- Frequency: Annual
- Country: United States
- Years active: 1978–present
- Founder: Bob Geoghan
- Participants: High school basketball players
- Sponsor: McDonald's

= McDonald's All-American Game =

All-star basketball game for high school graduates

The McDonald's All-American Game is an American all-star basketball game played each year for boys' and girls' high school basketball graduates. Consisting of the top players, each team plays a single exhibition game after the conclusion of the high-school basketball season, in an East vs. West format. As part of the annual event, boys and girls compete in a slam dunk contest and a three-point shooting competition, and compete alongside All-American Game alumni in a timed team shootout. The last of these competitions replaced separate overall timed skills competitions for boys and girls. While it is rare for girls to compete in the slam dunk contest, occasionally a girl will elect to participate. The contest has been won by a girl three times: Candace Parker won in 2004, Fran Belibi in 2019, and most recently in 2022 by Ashlyn Watkins. The boys' game has been played annually since 1978, and the girls' game has been played annually since 2002.

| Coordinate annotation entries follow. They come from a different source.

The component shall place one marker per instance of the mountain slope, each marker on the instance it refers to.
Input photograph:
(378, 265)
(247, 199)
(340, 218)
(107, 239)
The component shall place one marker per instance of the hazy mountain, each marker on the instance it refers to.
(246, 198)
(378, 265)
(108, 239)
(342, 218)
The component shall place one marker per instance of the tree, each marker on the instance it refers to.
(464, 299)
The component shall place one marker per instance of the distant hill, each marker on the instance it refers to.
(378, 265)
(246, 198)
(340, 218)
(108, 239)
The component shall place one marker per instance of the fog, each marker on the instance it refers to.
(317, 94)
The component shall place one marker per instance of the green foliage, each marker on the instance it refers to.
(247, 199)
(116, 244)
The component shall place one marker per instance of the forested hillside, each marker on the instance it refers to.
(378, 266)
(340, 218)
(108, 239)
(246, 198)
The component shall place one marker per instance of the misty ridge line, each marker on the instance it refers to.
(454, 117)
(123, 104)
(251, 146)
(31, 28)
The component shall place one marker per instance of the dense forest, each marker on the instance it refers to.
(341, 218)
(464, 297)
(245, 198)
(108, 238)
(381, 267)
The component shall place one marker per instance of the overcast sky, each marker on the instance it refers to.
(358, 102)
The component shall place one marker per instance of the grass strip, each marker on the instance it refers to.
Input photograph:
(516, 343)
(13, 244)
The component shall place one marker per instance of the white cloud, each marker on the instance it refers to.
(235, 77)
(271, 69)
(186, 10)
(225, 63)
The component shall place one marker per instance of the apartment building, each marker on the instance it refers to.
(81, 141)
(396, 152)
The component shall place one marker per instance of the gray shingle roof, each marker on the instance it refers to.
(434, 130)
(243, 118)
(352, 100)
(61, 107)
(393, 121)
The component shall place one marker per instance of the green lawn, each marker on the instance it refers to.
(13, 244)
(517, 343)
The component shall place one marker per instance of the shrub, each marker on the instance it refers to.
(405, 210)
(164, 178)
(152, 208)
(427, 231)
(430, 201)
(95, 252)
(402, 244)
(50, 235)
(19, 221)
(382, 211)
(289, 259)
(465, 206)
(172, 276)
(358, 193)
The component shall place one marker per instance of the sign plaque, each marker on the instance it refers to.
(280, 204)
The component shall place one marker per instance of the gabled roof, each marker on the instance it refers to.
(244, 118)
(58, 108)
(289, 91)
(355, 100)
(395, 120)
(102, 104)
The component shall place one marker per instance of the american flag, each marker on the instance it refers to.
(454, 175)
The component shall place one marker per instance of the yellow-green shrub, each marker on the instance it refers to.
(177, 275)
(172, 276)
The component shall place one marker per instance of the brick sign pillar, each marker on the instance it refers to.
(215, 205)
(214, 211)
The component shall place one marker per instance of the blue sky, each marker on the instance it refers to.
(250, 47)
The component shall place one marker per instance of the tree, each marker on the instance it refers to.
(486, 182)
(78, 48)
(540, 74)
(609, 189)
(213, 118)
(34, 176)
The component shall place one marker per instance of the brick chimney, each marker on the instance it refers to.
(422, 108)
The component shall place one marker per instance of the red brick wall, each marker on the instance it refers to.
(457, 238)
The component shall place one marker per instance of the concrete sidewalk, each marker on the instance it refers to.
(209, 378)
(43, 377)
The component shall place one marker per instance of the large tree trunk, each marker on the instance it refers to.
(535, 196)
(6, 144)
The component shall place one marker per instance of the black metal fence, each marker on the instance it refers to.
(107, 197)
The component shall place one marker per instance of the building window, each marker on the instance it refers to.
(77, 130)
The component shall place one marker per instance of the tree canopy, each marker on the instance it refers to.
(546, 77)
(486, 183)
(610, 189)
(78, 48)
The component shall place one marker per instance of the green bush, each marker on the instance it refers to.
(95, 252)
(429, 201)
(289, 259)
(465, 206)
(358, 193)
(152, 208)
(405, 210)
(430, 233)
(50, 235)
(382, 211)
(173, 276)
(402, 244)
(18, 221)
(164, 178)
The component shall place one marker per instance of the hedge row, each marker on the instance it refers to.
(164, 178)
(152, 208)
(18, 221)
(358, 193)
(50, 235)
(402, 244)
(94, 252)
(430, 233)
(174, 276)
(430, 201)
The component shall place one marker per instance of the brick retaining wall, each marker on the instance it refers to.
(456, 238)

The McDonald's All-American designation began in 1977 with the selection of the inaugural team. That year, the All-Americans played in the McDonald's Capital Classic all-star game against a group of high school stars from the Washington, D.C. area. The following year, the McDonald's All American Game began with a boys contest between the East and West squads. In 2002, with the addition of a girls contest, the current girl-game / boy-game doubleheader format began.

The McDonald's All-American Team is the best-known of the American high-school basketball All-American teams. Designation as a McDonald's All-American instantly brands a player as one of the top high-school players in the United States. Selected athletes often go on to compete in college basketball. All but four of the teams to win the NCAA men's championship since 1978 have had at least one McDonald's All-American on their rosters. The exceptions are the 2002 Maryland Terrapins, the 2014 UConn Huskies, the 2021 Baylor Bears, and the 2023 UConn Huskies. The 2023 Final Four was the first in which no McDonald's All-Americans participated.

The teams are sponsored by McDonald's. Proceeds from the annual games go to local Ronald McDonald House Charities (RMHC) and their Ronald McDonald House programs.

==Greatest Boys McDonald's All-Americans==
On January 31, 2012, McDonald's All-American Games unveiled its list of 35 of the Greatest McDonald's All-Americans, released in celebration of the 35th Anniversary of the McDonald's All-American High School Boys Basketball Game. In 2017, five players were added to the list in celebration of the 40th Anniversary. Another five players were added in 2022 to celebrate the 45th Anniversary of the game.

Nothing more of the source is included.